One night (just the old way) I was walking, with Mulholland behind me, down towards the west end of West Crosscauseway. My object at the time, I recollect, was to observe what was going on about Flinn’s house in that quarter; and I frankly confess, that so little hope had I of ever seeing my old friend of the Meadow Walk, that I was thinking nothing about him; nor when I saw a lounging-like fellow—it was in the gloaming—standing at the turn of the street speaking to a woman, had I the slightest suspicion that he was one on whom I had any claims for attention; and perhaps if there is to be a miracle in the matter, by hook or crook, it consisted in this, that with a view to get a nearer look of him to see whether he belonged to Flinn’s, I again went up to ask, what I did not want, a light. My first glance satisfied me that I had my tobacco-fancier before me; but I was perfectly satisfied he had no recollection of his friend of the Meadow Walk, and with this confidence I could enjoy a little fun. He took my pipe quite frankly.
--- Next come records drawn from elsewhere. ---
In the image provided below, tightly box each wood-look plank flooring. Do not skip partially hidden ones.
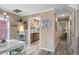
[24,40,73,55]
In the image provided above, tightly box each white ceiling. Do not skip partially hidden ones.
[0,4,73,16]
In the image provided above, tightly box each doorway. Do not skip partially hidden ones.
[29,17,40,47]
[58,16,70,41]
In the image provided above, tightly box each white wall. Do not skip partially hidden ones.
[40,10,55,51]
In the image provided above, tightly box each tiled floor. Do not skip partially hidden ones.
[25,40,73,55]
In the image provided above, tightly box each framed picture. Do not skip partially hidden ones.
[41,20,50,28]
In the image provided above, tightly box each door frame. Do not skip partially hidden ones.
[28,16,41,47]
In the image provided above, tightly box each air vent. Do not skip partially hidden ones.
[13,9,22,13]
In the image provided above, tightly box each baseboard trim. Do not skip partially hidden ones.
[40,48,54,52]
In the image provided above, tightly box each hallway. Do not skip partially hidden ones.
[25,40,73,55]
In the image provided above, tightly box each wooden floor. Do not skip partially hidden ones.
[24,40,73,55]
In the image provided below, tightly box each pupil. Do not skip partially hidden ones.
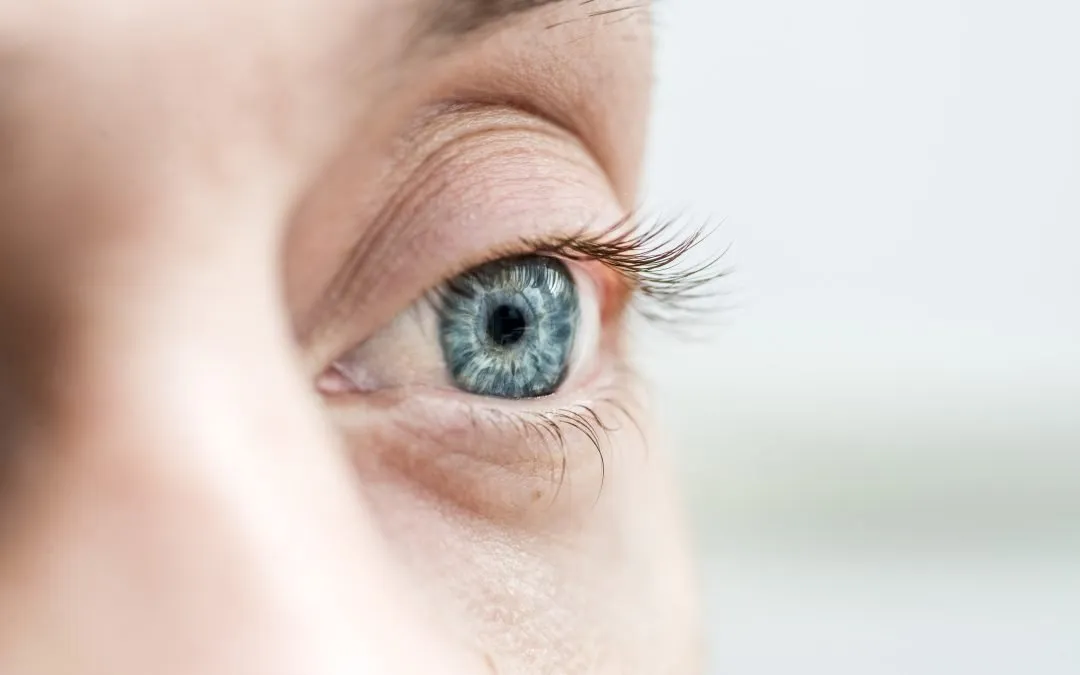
[487,305,526,347]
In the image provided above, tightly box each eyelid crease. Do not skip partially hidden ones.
[429,212,734,328]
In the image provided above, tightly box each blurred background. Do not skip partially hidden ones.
[643,0,1080,675]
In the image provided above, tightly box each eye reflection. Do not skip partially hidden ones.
[438,256,580,399]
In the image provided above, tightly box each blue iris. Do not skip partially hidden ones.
[438,256,579,399]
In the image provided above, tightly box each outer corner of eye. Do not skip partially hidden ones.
[315,363,359,397]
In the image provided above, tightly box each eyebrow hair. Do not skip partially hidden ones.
[431,0,578,36]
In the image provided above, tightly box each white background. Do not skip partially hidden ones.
[643,0,1080,675]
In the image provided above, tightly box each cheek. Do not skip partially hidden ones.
[341,406,697,673]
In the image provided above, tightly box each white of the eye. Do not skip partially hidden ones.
[566,260,600,382]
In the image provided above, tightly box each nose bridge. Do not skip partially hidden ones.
[0,239,414,673]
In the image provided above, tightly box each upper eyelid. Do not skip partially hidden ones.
[300,106,613,345]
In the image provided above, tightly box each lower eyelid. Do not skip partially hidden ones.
[319,364,630,519]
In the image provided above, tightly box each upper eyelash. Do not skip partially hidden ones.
[522,212,732,324]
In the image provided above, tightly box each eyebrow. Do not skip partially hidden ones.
[429,0,583,37]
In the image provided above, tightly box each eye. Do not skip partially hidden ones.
[438,256,580,399]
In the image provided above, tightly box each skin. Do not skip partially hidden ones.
[0,0,699,675]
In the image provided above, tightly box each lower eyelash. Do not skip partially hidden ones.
[416,213,731,499]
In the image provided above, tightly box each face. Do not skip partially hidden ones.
[0,0,698,675]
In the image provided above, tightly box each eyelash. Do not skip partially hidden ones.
[522,212,731,324]
[429,213,731,498]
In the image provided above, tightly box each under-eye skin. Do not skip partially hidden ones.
[437,255,580,399]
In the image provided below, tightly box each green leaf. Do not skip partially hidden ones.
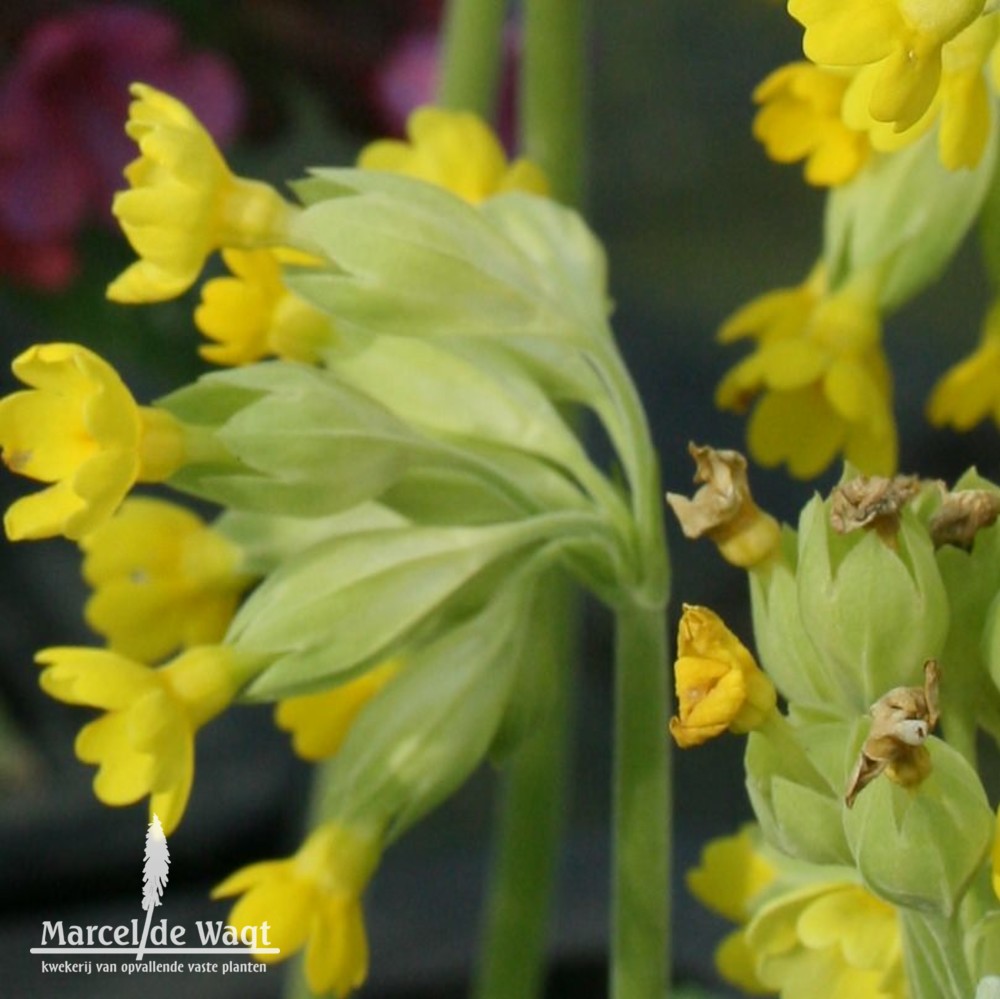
[227,517,579,700]
[326,578,532,841]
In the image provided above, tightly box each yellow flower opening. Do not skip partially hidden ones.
[670,604,777,749]
[194,248,331,365]
[788,0,984,131]
[843,14,1000,170]
[927,300,1000,430]
[687,826,907,999]
[753,62,871,186]
[108,83,291,302]
[35,645,251,835]
[358,107,549,204]
[212,822,380,997]
[0,343,184,541]
[274,659,402,761]
[80,498,251,663]
[715,270,897,479]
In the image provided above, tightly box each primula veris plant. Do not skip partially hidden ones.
[716,0,1000,478]
[672,456,1000,999]
[0,84,672,995]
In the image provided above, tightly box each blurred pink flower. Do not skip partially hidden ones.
[0,4,244,291]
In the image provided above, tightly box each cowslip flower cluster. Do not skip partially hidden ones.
[0,84,672,995]
[716,0,1000,478]
[672,449,1000,999]
[0,3,244,291]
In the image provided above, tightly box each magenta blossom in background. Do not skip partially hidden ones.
[0,4,244,290]
[371,21,521,153]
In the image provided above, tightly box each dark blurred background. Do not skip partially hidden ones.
[0,0,1000,999]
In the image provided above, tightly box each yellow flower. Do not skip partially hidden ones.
[194,248,330,365]
[685,824,777,995]
[274,659,402,760]
[358,107,549,204]
[788,0,984,131]
[715,272,897,478]
[0,343,183,541]
[688,827,907,999]
[927,300,1000,430]
[35,645,257,835]
[80,498,251,662]
[843,14,1000,170]
[108,83,291,302]
[753,62,870,186]
[212,822,379,997]
[670,604,776,749]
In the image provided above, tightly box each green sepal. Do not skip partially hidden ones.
[749,526,843,705]
[843,740,995,917]
[796,496,948,714]
[227,515,581,700]
[823,128,997,312]
[744,716,851,864]
[314,574,532,842]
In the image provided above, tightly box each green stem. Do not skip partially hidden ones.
[900,909,975,999]
[519,0,587,205]
[437,0,507,121]
[610,602,671,999]
[472,573,577,999]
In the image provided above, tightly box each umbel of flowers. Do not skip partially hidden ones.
[716,0,1000,478]
[669,448,1000,999]
[0,85,666,995]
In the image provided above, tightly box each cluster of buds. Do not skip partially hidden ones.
[669,448,1000,996]
[0,84,666,995]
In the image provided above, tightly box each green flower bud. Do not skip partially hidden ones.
[843,740,994,916]
[823,129,997,312]
[744,713,851,864]
[796,497,948,714]
[749,527,844,706]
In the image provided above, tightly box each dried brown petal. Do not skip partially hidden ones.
[929,489,1000,548]
[667,444,781,568]
[830,475,920,535]
[844,659,941,808]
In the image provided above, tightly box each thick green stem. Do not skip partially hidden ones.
[610,602,671,999]
[437,0,507,115]
[472,573,577,999]
[900,909,975,999]
[519,0,587,205]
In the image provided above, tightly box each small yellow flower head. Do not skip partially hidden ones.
[274,659,402,761]
[194,248,331,365]
[927,300,1000,430]
[108,83,290,302]
[35,645,247,835]
[753,62,871,186]
[842,14,1000,170]
[743,881,908,999]
[687,826,907,999]
[716,272,897,479]
[358,107,549,204]
[80,498,251,663]
[685,825,777,995]
[670,604,777,749]
[0,343,183,541]
[212,822,379,997]
[667,444,781,569]
[788,0,984,131]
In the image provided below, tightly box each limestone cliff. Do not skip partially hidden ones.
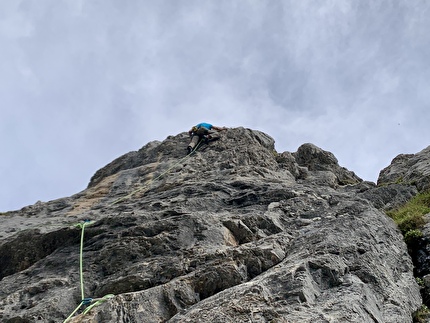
[0,128,424,323]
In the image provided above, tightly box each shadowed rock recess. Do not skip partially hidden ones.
[0,128,424,323]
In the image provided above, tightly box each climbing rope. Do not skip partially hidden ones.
[110,139,204,206]
[63,140,203,323]
[63,220,114,323]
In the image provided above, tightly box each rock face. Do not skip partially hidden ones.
[0,128,422,323]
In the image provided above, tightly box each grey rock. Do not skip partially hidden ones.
[378,146,430,192]
[0,128,422,322]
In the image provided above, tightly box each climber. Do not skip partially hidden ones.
[187,122,227,154]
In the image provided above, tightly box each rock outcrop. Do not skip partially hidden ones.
[0,128,428,323]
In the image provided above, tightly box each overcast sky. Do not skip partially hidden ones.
[0,0,430,211]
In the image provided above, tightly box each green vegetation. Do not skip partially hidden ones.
[387,191,430,238]
[413,304,430,323]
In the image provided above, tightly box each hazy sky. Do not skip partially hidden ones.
[0,0,430,211]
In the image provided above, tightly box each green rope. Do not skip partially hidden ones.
[63,220,115,323]
[110,139,203,206]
“Why, there’s nothing in it,” said he, with the old generosity, “I will fill it for you, for I don’t like to see a smoker with his pipe not only out, but empty.”

And taking out a pretty large piece of tobacco, he twisted off a bit, took out a knife, and bidding me hold my hand, he cut it into shreds, filled my pipe, and lighted it.

“You seem to have plenty of tobacco,” said I.

“Oh yes,” said he; “and since you seem to be smoked out, I’ll give you a quid for supper.”